Why hadn't the Zeppeli picked them back up? The spin was gradually slowing. One finally caught some friction against the floorboards and rolled idly towards the corner of the room before stopping.
Whatever had attacked him— had it won?
Dio hated the paranoid panic encroaching his thoughts. He far preferred being the one with the unknown Stand power in need of puzzling together. He felt the panic grow as Okuyasu turned to leave the room again. At first, Dio reached out through the doorway and tried to hold the space that must have been Okuyasu back— but his hands passed through air, made immaterial by the logic of the Stand. They could not physically affect one another directly, only by proxy, by throwing icing or by…
As the icing-blob traveled obliviously over towards Okuyasu's room, Dio dashed over and pulled the door shut.
He noticed that. The icing stopped, then looked around. Finally, blessedly, he saw the message that Dio had smeared onto the floor— and, perhaps, their own icing marks, as well as the floating cake tray that Erina had picked back up.
Okuyasu's icing blob drifted downwards. Some of it was smeared onto the floor. Dio read a wobbly K. The icing then remained low, as if Okuyasu was now sitting.
Good— though Dio had a suspicion that Okuyasu would soon get fidgety and try to figure things out on his own.
"I have an idea," Dio said. "Something a little more effective than throwing icing around. My sons bought cake mix for their failed birthday endeavor."
"We could put it on the ground to see footprints," Erina suggested. "Or toss it into the air, to see what it covers."
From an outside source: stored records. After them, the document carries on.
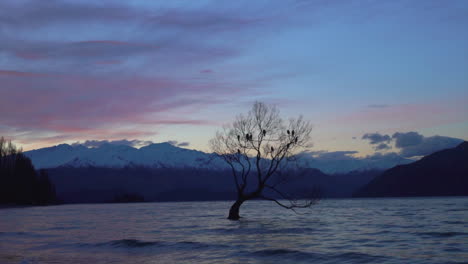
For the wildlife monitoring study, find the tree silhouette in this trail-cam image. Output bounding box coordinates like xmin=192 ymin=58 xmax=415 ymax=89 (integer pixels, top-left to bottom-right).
xmin=210 ymin=102 xmax=318 ymax=220
xmin=0 ymin=137 xmax=56 ymax=205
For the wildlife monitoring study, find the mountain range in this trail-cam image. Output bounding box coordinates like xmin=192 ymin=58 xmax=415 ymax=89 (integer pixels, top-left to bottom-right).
xmin=25 ymin=143 xmax=413 ymax=174
xmin=354 ymin=141 xmax=468 ymax=197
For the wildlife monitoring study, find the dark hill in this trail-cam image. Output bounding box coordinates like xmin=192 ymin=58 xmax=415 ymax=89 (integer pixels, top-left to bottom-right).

The trip back down was uneventful. Dio clambered through the hole he had made in the wall. "Be careful coming back through," he said to Erina. "That beam splintered—"
He ducked, acting purely on vampiric instinct; the cake knife was flailing wildly through the air. It zipped past his head in a wide swing. Then, whoever was holding it must have leapt back, or had been pushed. The couch jolted and moved out at an angle as someone fell against it.
"Wait," he called back to Erina. "Stay back."
Something spattered his face. He did not flinch. It was a familiar warmth, and it came with the smell of iron. Someone had been cut. When the knife swung again, a streak of red flew off of it and striped the floor.
After a moment, the knife fell. The room was silent. Nothing moved.
He had to figure this out quickly. He slipped into the kitchen and looked around. The cake mix was a scattered mess. There did not seem to be a closed bag remaining. Something else would have to do, then. A bag of rice. A cup of water. Anything that could mark their assailant and allow Dio to destroy them. He wouldn't be able to attack them directly, but if he could get a hold on that dropped knife—
"You said that new Stand users fight in order to prove themselves," Erina said softly from the other side of the hole in the wall.
"Just wait," Dio said as he threw the abandoned batter in a wide arc across the living room, hoping to catch whoever the attacker was while they were still in there. The batter landed in a wide-reaching mess, but it did not land on any invisible human form. The attacker had already fled. Into the kitchen with Dio, or out with…
"They would have nothing to prove against me," Erina murmured, and Dio froze. There was a terribly familiar intent to those words.
"Don't move," he hissed, and he ran back to the hole in the wall. "Don't you dare try anything—"
She was already gone.
Dio felt his rage begin to boil. He climbed through the hole and glared at his surroundings. Erina could have gone through the living room doorway. Or the bathroom. Or the storage closet. Or the front door, if she had been quick enough. His fingers twitched.
If she was harmed, if everything fell apart now because of one stupid Stand user…
He stepped through the doorway, then stepped back out, and then in again. The motion, ridiculous and brief, only steeled his resolve. The room gradually dimmed.
Dio would gladly meet the Stand user in their own domain. He would gladly fight in the dark and face whatever terrible thing must lay in wait there. Let them try. He would tear them apart.